Cryo-EM structural analysis of the 8G3 antibody and Omicron BA.1 RBD complex. (A) Domain-colored cryoelectron microscopy structures of the SARS-CoV-2 S ectodomain trimer and 8G3 fragment complexes. (B) Cryo-EM structure of 8G3 and the complex with BA.1 RBD. (C) Amino acid residues of the RBD that interact with ACE2, the heavy chain of 8G3, and the light chain of 8G3. (D–I) Details of the binding of BA.1 RBD (cyan) to the heavy (D–H) and light (I) chains of 8G3. (F) Density map of residues 455 to 456 of RBD and the amino acids on the antibody heavy chain within 5 Å of these residues.

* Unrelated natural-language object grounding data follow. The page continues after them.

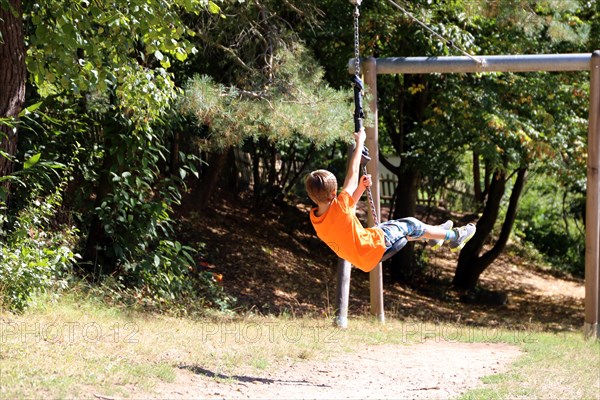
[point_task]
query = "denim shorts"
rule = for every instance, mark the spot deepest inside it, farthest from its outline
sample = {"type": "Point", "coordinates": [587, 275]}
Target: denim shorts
{"type": "Point", "coordinates": [397, 229]}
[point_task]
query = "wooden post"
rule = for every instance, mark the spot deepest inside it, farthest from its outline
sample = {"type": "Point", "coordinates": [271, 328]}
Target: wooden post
{"type": "Point", "coordinates": [372, 143]}
{"type": "Point", "coordinates": [592, 226]}
{"type": "Point", "coordinates": [344, 269]}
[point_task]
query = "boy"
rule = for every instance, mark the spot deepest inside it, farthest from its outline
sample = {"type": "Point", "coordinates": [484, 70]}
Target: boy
{"type": "Point", "coordinates": [336, 224]}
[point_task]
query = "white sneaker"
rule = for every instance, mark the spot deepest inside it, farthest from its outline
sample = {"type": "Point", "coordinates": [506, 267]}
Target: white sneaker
{"type": "Point", "coordinates": [464, 234]}
{"type": "Point", "coordinates": [436, 244]}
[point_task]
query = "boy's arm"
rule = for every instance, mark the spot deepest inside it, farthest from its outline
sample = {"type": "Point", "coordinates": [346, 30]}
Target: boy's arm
{"type": "Point", "coordinates": [351, 180]}
{"type": "Point", "coordinates": [365, 182]}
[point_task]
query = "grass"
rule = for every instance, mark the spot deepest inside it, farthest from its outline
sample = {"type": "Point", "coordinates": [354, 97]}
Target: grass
{"type": "Point", "coordinates": [555, 366]}
{"type": "Point", "coordinates": [80, 347]}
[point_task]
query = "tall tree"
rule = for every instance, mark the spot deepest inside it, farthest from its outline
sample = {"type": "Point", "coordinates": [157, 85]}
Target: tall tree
{"type": "Point", "coordinates": [12, 79]}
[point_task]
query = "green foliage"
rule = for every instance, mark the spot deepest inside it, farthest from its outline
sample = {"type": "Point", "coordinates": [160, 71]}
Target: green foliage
{"type": "Point", "coordinates": [296, 102]}
{"type": "Point", "coordinates": [35, 256]}
{"type": "Point", "coordinates": [551, 218]}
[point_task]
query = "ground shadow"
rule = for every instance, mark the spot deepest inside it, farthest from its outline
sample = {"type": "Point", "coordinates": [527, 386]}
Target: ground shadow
{"type": "Point", "coordinates": [196, 369]}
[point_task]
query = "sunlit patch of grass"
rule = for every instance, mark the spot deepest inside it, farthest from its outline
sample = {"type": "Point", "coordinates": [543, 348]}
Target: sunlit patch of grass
{"type": "Point", "coordinates": [555, 366]}
{"type": "Point", "coordinates": [79, 346]}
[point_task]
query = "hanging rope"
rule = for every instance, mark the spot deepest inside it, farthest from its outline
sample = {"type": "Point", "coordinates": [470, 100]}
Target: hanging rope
{"type": "Point", "coordinates": [359, 114]}
{"type": "Point", "coordinates": [448, 43]}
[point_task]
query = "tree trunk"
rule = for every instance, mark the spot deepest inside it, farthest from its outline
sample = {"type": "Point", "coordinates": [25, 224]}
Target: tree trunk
{"type": "Point", "coordinates": [470, 264]}
{"type": "Point", "coordinates": [206, 188]}
{"type": "Point", "coordinates": [12, 78]}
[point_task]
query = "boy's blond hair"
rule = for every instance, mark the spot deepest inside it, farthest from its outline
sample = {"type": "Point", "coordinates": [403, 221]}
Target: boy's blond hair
{"type": "Point", "coordinates": [320, 184]}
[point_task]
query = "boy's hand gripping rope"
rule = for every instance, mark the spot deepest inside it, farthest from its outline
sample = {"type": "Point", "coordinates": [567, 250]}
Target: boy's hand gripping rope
{"type": "Point", "coordinates": [359, 114]}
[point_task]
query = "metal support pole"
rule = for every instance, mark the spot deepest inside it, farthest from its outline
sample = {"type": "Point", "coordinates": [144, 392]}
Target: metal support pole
{"type": "Point", "coordinates": [369, 68]}
{"type": "Point", "coordinates": [501, 63]}
{"type": "Point", "coordinates": [592, 226]}
{"type": "Point", "coordinates": [344, 269]}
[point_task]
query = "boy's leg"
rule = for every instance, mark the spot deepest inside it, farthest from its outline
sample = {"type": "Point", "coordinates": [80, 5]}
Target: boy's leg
{"type": "Point", "coordinates": [437, 243]}
{"type": "Point", "coordinates": [410, 228]}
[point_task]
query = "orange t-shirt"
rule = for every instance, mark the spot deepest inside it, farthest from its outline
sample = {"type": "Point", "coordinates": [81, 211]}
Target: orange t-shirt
{"type": "Point", "coordinates": [344, 234]}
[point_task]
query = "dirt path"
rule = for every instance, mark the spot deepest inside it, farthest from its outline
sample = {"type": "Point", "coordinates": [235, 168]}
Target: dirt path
{"type": "Point", "coordinates": [430, 370]}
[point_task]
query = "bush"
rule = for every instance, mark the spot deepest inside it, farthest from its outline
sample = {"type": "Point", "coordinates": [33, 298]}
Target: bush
{"type": "Point", "coordinates": [34, 258]}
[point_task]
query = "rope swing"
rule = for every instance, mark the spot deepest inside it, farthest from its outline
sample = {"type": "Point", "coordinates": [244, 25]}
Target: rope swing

The density map is displayed at a contour level of 0.6. In this study, the amino acid residues of the antibodies were numbered in sequence order starting from the variable region without considering the regional and structural characteristics of the antibodies.

Fig. 4.

Computational recovery of 8G3’s neutralization activity against JN.1. (A) Schematic of the optimization steps using a rational combination of computational methods. (B) Single-point mutations that improved 8G3’s neutralization against JN.1. (C) Mutation combinations that enhanced 8G3’s neutralization against JN.1. (D and E) Comparison of the concentration-dependent neutralization effects of the mutants that improved 8G3’s neutralization activity against JN.1. Data are presented as mean ± SD from repeated experiments.

Fig. 5.

Structural analysis of the mutated 8G3 antibody with JN.1 RBD. (A) The positions of S31M, G101F, Y91M, and N96V mutations in the JN.1 RBD–8G3 complex. (B) G101F effectively counteracts L455S-induced antibody escape from 8G3. (C) Mutation at position 96 in the light chain to a hydrophobic amino acid stabilizes the antigen–antibody complex. The residue highlighted in forest green is ASN405. Using this as a reference, it is evident that the volume of TYR is larger than that of VAL. (D) S31M mutation enhances hydrophobic interactions between the heavy chain of the antibody and JN.1 RBD. (E) Y91M mutation promotes tighter binding between the heavy and light chains of the antibody. Binding models of JN.1 RBD–8G3 were generated by Rosetta based on cryoelectron microscopy results.